Pero lo peor es cuando regalamos nuestra felicidad a alguien.Este,Ladies and Gentlemen,es el colmo de la obligación.Contentar a todo aquel que se aprecie.
Día a día,nos encontramos sacando la mínima felicidad que nos quede entre los restos de nosotros mismos para dársela a otro.Da igual que acabes de perder a tu marido,tu hermano se acaba de divorciar-y a pesar de haber acabado con una buena amiga,que es su ex-mujer-,y si le apetece ir al cine,aunque tú estés con la regla,la cabeza a punto de estallar,y una sinusitis recién diagnosticada,vas al cine porque tu hermano está depre.
Y así,una detrás de otra.La lástima es que,por mucho que nos esforcemos,no se puede regalar una felicidad que no existe; si tu día ha amacenido infeliz,y tu pie izquierdo estaba mandón aquella mañana,¿cómo ibas a poder contentar a tu hermano/amigo/padre o madre/etc?Encontrar alegría en un cúmulo de tristeza,es incluso peor que buscar una aguja en un pajar.Mucho peor,porque no existe.

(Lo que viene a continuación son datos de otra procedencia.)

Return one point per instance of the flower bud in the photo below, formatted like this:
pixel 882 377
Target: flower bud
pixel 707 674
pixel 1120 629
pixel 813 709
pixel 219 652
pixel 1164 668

Con lo cual,a partir de ahí se empieza una cadena de desilusión y mal rollo,ya que,al intentar contentar al otro,le pasas malas energías sin quererlo,y él/ella volverá a hacer lo mismo al querer intentar consolar o contentar a otro alguien.

Conclusión del post
-Duerme mucho y bien.Te levantarás de mejor humor por la mañana y mantendrás a raya al pie izquierdo.
-No trates de contentar a nadie si tú mism@ estás de mala leche.Es completamente INÚTIL.
-Antes de hacer feliz a nadie,hazte feliz a ti mism@.  Échate una buena siesta,si te duele algo tómate un paracetamol,y haz algo que te guste: leer,pintar,hacer deporte...Al final te sentirás mejor y con más ganas de transmitir tu buen rollito.

PD: ¡Esto no quiere decir que no cumplas con tus obligaciones!¡Cierra el ordenador y PONTE A ESTUDIAR!